# Lost wax casting



## znachman (Sep 23, 2016)

My next project silver/gold pens, the pictures are the art work on the wax cap tube,next is building Vaccum casting machine


----------



## Bob in SF (Sep 23, 2016)

Looks like a fine adventure ahead!


----------



## mark james (Sep 23, 2016)

This shall be a nice adventure!  

The finished product will be fun to see.

It's probably not good (actually, it is very very good!!!) for you and Bob to get your heads together!  I love both of yours' works!


----------



## Skie_M (Sep 23, 2016)

I would say .... cast the first one in aluminum and clean it up real nice ... use it as a negative for a permanent mold!


----------



## Bob in SF (Sep 24, 2016)

Itzak - You might also take a look at Bill Struve's new sterling silver precious metal clay (PMC) - called EZ960 - here:  https://www.youtube.com/watch?v=xQhEgQm1SHE

I just got some for jewelry making, and will soon be using it in pens - Cool Tools ships internationally - here's the link:
https://www.cooltools.us/EZ960-Sterling-Silver-Clay-p/ezs-025-p.htm

I'll be firing it to the required 1635 degrees fahrenheit in my little enameling kiln.

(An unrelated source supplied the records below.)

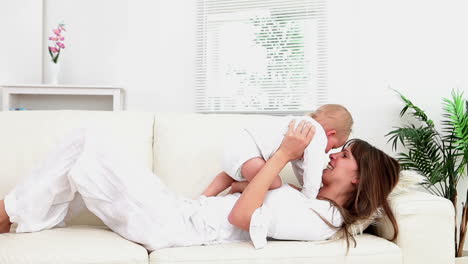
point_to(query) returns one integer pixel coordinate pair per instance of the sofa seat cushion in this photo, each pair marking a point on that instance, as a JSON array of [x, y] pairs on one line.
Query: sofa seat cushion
[[370, 249], [76, 244]]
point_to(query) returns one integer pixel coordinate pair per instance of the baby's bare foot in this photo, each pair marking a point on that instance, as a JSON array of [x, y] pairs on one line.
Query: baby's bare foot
[[5, 223]]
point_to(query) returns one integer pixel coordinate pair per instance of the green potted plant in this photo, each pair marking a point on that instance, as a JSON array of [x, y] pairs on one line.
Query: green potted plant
[[441, 157]]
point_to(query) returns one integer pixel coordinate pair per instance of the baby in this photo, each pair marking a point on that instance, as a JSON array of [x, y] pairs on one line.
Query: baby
[[247, 153]]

Since the shrink rate is 10-11%, it would be interesting to roll it out to about 3/64", wrap it around a wooden (or other burnable material) dowel, kiln-fire (2hours), then see if you get a tube or something workable.  I can picture a nicely detailed sterling silver serpent wrapped around a burnable mandrel, which can then be wrapped around a real tube after firing - just add rhinestone or cubic zirconium eyes and some attitude...

I think the  EZ960 clay can also complement your casting if you go these parallel routes - easier to work the clay than it is to work wax; but both are fine techniques.

Warm regards, and have fun - Bob

(And thanks, Mark!)


----------



## znachman (Sep 24, 2016)

Bob in SF said:


> Itzak - You might also take a look at Bill Struve's new sterling silver precious metal clay (PMC) - called EZ960 - here:  https://www.youtube.com/watch?v=xQhEgQm1SHE
> 
> I just got some for jewelry making, and will soon be using it in pens - Cool Tools ships internationally - here's the link:
> https://www.cooltools.us/EZ960-Sterling-Silver-Clay-p/ezs-025-p.htm
> ...



Bob, it looks from the first look interseting,especially for 2D jewelry art work or 3D that is more artistic and not accurate.
In pen making it must be very precise circle/cylinder.
Bob I think I have to find now time for jewelry making !!!!

Thank you and all the best - Itzhak


----------



## Bob in SF (Sep 24, 2016)

Beautiful work Itzhak - looks like you've already done great things with the PMC!


----------